Authorizing users to run applications in a Liberty JVM server

To authorize user IDs to run transactions in a Liberty JVM server, you can either use CICS® transaction and resource security or you can use JEE application security roles to authorize access to JEE applications.

About this task

Using CICS security allows you to use existing security procedures but requires that individual web applications are accessed from different URIMAPs whereas using role-based security allows you to reuse existing standard JEE security definitions from another JEE application server. See Authenticating users in a Liberty JVM server. If you want to use CICS authorization exclusively, you can choose to avoid further Liberty role-based checking using the special subject ALL_AUTHENTICATED_USERS in the definition of your application in server.xml. If you deploy a Liberty application in a CICS bundle, CICS automatically configures this for you.
<application id="com.ibm.cics.server.examples.wlp.tsq.app" 
    name="com.ibm.cics.server.examples.wlp.tsq.app" type="eba" 
    location="${server.output.dir}/installedApps/com.ibm.cics.server.examples.wlp.tsq.app.eba">
	<application-bnd>
		<security-role name="cicsAllAuthenticated">
			<special-subject type="ALL_AUTHENTICATED_USERS"/>
		</security-role>
	</application-bnd>
</application>

Using this special subject, and giving the cicsAllAuthenticated role access to all URLs in your web applications deployment descriptor (web.xml), will allow access to the web application using any authenticated user ID and authorization to the transaction must be controlled using CICS transaction security. If you deploy your application directly to the dropins directory, it is not configured to use CICS security as dropins does not support security.

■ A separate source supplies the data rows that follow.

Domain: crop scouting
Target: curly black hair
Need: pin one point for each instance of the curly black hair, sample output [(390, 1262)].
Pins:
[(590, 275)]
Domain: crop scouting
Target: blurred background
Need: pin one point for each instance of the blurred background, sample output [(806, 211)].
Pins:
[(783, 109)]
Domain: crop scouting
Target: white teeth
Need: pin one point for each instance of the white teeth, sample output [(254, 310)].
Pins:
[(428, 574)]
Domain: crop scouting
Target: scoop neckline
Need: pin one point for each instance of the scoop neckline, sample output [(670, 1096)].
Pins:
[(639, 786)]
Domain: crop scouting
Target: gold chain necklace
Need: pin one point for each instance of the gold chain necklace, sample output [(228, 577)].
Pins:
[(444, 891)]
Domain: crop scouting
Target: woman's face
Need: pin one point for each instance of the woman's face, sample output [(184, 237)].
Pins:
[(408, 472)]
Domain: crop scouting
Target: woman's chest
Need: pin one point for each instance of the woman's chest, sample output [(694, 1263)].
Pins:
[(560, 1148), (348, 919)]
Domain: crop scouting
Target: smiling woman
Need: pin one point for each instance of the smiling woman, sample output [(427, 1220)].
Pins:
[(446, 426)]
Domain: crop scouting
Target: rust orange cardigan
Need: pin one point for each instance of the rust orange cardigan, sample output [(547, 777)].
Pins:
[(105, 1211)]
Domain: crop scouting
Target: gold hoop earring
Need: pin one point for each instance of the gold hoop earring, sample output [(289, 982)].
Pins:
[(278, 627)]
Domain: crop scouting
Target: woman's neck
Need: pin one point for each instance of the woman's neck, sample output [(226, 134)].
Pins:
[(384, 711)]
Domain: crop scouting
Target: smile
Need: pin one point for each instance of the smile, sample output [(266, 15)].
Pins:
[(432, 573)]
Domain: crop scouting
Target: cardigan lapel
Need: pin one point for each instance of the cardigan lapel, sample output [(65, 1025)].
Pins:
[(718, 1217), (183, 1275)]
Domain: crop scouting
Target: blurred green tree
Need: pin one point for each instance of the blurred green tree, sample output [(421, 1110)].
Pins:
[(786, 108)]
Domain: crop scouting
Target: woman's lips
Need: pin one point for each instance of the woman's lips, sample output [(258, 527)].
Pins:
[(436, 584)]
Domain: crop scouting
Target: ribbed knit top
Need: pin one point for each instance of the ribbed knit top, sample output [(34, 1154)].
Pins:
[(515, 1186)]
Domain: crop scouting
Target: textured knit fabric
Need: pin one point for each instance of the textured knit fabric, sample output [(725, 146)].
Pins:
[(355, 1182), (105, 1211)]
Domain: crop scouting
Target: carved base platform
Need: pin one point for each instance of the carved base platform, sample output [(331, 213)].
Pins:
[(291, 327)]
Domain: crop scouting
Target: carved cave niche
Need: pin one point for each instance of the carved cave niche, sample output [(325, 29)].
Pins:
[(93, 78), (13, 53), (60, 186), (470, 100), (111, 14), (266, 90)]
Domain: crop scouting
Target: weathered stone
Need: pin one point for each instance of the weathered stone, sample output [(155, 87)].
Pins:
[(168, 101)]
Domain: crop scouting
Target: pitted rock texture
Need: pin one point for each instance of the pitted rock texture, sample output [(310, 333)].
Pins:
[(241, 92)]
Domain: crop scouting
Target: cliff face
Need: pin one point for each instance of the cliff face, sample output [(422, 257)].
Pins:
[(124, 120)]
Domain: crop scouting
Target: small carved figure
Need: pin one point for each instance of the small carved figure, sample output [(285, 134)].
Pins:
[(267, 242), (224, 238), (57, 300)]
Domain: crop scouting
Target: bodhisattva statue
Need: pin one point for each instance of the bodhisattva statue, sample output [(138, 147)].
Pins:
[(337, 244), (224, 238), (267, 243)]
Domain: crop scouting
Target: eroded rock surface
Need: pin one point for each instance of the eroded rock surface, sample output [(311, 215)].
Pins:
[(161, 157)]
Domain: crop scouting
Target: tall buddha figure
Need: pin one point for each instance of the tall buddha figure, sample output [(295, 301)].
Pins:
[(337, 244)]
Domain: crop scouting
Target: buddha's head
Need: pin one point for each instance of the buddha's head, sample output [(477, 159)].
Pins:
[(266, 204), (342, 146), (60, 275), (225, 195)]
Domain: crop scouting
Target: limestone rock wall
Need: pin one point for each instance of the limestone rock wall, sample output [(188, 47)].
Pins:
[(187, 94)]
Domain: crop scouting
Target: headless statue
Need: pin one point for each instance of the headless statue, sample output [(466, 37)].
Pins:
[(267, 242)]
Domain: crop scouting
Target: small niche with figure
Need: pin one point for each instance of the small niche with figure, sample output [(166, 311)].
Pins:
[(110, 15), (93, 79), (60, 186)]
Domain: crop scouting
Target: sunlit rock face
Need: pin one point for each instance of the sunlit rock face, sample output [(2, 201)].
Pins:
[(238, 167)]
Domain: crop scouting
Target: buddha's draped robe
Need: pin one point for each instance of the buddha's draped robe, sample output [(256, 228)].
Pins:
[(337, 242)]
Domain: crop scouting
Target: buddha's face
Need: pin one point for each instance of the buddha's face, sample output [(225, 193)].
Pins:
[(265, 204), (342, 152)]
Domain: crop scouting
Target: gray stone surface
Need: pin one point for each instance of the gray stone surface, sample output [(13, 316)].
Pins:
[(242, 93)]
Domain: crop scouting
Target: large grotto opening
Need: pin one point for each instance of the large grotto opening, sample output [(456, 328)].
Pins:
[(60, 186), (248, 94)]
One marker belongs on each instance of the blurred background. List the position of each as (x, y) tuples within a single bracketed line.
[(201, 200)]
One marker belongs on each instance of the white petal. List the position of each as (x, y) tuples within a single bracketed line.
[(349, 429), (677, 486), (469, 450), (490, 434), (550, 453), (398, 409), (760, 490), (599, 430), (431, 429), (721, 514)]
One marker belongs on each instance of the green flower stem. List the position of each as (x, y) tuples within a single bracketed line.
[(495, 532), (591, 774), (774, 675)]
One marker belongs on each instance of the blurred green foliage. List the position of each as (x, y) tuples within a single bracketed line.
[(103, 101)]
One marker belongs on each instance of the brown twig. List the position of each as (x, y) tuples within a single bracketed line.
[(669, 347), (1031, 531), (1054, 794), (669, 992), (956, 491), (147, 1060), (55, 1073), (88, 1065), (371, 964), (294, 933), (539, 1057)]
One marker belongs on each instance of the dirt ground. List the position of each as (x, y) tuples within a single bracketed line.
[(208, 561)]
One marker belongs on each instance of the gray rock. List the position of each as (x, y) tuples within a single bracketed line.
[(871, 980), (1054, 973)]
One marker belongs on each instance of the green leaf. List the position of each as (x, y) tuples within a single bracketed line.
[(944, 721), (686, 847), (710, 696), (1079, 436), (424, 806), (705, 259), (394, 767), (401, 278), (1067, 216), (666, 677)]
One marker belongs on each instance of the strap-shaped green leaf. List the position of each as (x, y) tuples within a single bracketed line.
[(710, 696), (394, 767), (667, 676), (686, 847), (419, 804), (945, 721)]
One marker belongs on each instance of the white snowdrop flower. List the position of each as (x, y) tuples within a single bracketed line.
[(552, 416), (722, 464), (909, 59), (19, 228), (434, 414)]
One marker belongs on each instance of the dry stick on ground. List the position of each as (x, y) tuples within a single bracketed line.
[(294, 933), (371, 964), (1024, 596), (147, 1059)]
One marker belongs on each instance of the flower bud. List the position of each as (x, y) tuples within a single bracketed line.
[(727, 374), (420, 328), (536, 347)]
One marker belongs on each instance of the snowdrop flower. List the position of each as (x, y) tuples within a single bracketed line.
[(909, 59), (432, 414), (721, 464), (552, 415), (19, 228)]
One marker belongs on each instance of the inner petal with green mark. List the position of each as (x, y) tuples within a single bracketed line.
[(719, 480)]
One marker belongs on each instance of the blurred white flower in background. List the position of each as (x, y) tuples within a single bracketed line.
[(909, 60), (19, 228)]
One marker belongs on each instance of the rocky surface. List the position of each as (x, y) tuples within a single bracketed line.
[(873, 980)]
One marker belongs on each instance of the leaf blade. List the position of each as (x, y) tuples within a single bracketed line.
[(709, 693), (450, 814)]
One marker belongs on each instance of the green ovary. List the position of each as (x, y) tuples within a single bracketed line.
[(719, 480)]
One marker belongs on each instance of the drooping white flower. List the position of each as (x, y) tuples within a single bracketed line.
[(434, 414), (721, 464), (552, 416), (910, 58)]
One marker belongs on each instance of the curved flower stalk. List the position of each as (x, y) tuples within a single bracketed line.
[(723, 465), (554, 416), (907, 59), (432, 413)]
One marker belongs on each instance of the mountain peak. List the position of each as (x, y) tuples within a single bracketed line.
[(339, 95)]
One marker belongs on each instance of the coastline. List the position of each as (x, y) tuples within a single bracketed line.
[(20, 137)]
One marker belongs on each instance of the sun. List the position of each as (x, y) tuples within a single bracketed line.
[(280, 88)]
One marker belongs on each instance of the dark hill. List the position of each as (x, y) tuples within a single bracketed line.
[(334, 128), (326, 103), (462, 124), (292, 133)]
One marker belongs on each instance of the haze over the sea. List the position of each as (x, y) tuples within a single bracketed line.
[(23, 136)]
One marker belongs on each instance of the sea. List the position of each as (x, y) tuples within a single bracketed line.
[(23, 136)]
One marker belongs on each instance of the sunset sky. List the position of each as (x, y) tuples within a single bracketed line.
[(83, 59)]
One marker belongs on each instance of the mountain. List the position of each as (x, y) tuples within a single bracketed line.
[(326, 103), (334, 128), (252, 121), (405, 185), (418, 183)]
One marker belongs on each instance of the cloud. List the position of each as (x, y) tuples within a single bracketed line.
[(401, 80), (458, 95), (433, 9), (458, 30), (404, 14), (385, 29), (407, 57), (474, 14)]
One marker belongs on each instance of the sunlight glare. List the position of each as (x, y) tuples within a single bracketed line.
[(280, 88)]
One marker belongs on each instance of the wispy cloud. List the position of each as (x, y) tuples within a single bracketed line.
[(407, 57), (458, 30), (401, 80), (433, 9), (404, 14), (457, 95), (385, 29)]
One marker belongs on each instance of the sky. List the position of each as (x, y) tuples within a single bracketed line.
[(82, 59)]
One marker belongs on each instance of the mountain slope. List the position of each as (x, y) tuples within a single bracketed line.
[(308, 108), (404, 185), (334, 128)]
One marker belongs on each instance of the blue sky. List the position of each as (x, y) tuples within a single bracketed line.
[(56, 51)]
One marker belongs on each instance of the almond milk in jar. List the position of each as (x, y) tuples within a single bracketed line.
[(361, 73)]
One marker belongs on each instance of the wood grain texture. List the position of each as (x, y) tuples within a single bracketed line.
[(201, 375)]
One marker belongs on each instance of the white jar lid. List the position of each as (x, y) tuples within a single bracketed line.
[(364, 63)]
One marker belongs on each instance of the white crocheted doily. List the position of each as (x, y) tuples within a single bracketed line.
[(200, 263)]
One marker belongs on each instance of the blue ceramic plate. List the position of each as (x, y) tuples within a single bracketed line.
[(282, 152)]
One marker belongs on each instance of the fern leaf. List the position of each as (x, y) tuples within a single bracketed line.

To use CICS transaction or resource security you should follow the following steps:

Procedure

  1. Define a URIMAP of type JVMSERVER for each web application. Typically, you might specify a URIMAP to match the generic context root (URI) of a web application to scope the transaction ID to the set of servlets that make up the application. Or you may choose to run each individual servlet under a different transaction with a more precise URI.
  2. Authorize all users of the web application to use the transaction specified in the URIMAP using CICS transaction or resource security profiles.